Speed mattered. If Saba were still alive, if Medina had survived, it would have been time for him to stand up, announce himself, and become the public face of the opposition. To forge the thirteen hundred different undergrounds that were out there now in the cut off systems back into one thing, and exploit the confusion of the enemy before Duarte could find his feet. Take the crisis and make it a turning point, even if it meant more pressure on Drummer and the Union. Naomi would have told him it had to be done. She’d have been right.

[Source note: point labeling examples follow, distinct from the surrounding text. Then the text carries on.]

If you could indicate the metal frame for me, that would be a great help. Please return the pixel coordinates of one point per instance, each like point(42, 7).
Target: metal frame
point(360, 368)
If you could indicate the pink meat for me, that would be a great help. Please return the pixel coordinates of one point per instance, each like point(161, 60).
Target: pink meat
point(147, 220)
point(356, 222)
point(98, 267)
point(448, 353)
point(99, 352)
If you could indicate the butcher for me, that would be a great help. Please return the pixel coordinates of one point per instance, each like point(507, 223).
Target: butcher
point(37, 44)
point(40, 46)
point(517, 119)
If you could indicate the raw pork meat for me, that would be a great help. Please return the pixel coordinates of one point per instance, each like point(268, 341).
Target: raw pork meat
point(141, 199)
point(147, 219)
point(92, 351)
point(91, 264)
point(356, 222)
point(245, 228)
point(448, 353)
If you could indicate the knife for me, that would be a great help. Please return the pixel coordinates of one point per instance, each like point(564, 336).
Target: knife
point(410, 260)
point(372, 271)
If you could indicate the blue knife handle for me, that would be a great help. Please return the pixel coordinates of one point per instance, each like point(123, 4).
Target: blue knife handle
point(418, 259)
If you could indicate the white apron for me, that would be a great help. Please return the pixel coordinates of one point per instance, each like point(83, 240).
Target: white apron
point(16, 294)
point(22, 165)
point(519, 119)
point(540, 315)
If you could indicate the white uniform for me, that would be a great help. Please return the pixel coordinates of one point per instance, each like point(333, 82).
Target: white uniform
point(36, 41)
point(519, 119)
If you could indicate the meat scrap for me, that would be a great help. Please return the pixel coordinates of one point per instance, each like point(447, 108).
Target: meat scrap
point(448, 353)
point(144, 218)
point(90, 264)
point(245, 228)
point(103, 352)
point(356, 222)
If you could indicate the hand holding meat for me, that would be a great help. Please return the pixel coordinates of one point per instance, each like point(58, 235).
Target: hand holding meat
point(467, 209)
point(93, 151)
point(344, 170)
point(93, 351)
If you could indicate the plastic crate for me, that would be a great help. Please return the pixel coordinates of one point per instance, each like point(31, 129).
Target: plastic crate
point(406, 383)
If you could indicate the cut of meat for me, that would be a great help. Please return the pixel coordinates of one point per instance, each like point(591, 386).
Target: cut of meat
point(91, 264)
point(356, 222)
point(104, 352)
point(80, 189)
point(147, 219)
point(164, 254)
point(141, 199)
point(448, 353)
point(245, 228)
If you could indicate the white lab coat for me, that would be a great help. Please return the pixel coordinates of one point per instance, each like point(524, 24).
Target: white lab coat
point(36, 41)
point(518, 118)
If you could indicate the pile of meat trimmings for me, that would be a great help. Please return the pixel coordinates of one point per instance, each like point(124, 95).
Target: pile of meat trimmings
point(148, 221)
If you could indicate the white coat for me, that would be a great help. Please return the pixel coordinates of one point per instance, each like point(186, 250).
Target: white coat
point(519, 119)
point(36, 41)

Her hand terminal chimed. She pulled off her goggles and air filter and accepted the connection. There was only one person it could be. Chava was in her office, her hair perfectly in place, her blouse unsmeared and her demeanor as polite and professional as if she did work like this every day.
“I have the secure connection you asked for,” she said. “The light delay won’t make it a conversation.”
“How far?” Naomi asked.
“About fifty minutes, one way.”
Naomi pictured the Auberon system. Its three gas giants the greater and lesser belts. The Bhikaji Cama was still a fair distance from the ring. She had time.
“Thank you,” she said.
“Not a problem,” Chava said. “I’m sending you the route and encryption. I’ll see you for dinner tonight?”
“I don’t want to impose.”
“It isn’t an imposition,” Chava said. “And it’s safer than anyplace else.”
“Then yes, thank you,” Naomi said. Chava smiled and killed the connection. Naomi thumbed up the data packet configuration and slotted in the information she’d been given. If it worked, it would slide unnoticed through the Transport Union’s system and appear to Emma Zomorodi in particular.
Naomi considered herself in the preview display. Dust and sweat-smeared skin. Hair more pale than black. Wrinkles at her eyes and mouth. This was the woman who turned down High Consul Winston Duarte’s invitation to live the rest of her life in a palace with the man she loved in order to take on the one job she never wanted. She smiled, and the woman on the screen looked happy. Exhausted, yes. Well bruised by life, yes. But happy. She started the recording.
“Emma, I need to ask you to break protocol for me. I want you to send me everything you know about the status and function of the underground. Contacts. Ship names. Procedures. Anything you have, tell me. And if you can get messages to your operatives, tell them to expect a message like this from me in the near future.
“I know it’s exactly what I told you never to do before, but the situation has changed. Medina is off the board, and we’ve lost Saba. We have to regroup, reorganize. And someone has to take initiative.”